Yesterday, the Pea Pod staff attacked Clear Channel's underwater fortress. Aaron took advantage of his diminutive stature by climbing into a heating duct. He crawled through the castle walls until he came upon the secret radio control room, which was filled with guardian robots. Aaron poked his head out of a ceiling vent and coated the robots with molten lead. In the uproar that followed, the rest of us Podders were able to shoot, stab, and knee-face-bash our way to the central room. We then guarded the doors, brandishing two AKs apiece, until the entire Clear Channel staff had either fled or perished. MPP ain't nothing to fuck with.
So! Here we are, suddenly in control of the radio. We get to decide what songs America hears. Get ready for your new diet: all Residents, all the time. Unless Aaron wrests control of the boards, in which case you're going to get all Lucksmiths, all the time.
Not really. If rock radio played nothing but the Residents starting tomorrow, riots and murders would sweep the nation. MPP can fill the airwaves with music that's creative and interesting, but it must also be reasonably radio-friendly. This is where Stoley P.T. comes in.
In a better world, Stoley P.T. would be the very definition of "radio-friendly." Their music is catchy, energetic, and easy for anybody to relate to. They pull this off without ever pandering to the lowest common denominator. Lesson #1, their debut album, has a very broad appeal, and yet it isn't bland. No mean feat.
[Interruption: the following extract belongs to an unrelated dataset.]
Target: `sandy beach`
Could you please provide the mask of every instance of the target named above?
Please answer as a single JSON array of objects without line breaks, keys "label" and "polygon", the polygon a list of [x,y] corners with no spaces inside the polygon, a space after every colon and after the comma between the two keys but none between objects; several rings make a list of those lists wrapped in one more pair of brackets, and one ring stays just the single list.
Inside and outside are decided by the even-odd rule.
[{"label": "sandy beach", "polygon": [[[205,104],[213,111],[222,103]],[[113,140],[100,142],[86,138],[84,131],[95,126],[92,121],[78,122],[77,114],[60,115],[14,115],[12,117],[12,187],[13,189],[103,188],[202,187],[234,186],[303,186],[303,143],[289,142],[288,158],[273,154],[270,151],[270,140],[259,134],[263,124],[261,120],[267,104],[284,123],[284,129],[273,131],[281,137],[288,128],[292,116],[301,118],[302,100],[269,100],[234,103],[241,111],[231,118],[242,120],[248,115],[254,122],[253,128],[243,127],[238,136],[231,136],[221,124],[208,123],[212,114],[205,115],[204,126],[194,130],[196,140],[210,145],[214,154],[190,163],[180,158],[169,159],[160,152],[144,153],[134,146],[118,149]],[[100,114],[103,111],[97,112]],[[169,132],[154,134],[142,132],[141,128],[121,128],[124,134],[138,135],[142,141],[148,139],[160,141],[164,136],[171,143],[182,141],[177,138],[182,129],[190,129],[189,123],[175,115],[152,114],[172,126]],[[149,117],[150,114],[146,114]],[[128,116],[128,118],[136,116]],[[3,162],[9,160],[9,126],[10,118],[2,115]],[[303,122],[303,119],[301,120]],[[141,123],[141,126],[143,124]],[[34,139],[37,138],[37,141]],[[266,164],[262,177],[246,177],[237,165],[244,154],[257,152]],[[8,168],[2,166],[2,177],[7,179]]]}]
Not only that, but Lesson #1 would actually make sense within Clear Channel's current rotation. The album is post-grunge, if post-grunge weren't the musical equivalent of watching puppies being tortured to death. Stoley P.T. does the masculine tense verse/overdriven chorus thing. However, unlike their awful, awful contemporaries Nickleback and Puddle of Mudd (or more fairly, Stone Temple Pilots), they keep their music unpredictable and the singer isn't constipated. At best, their melodies have unique personalities; at worst, they're still plenty catchy.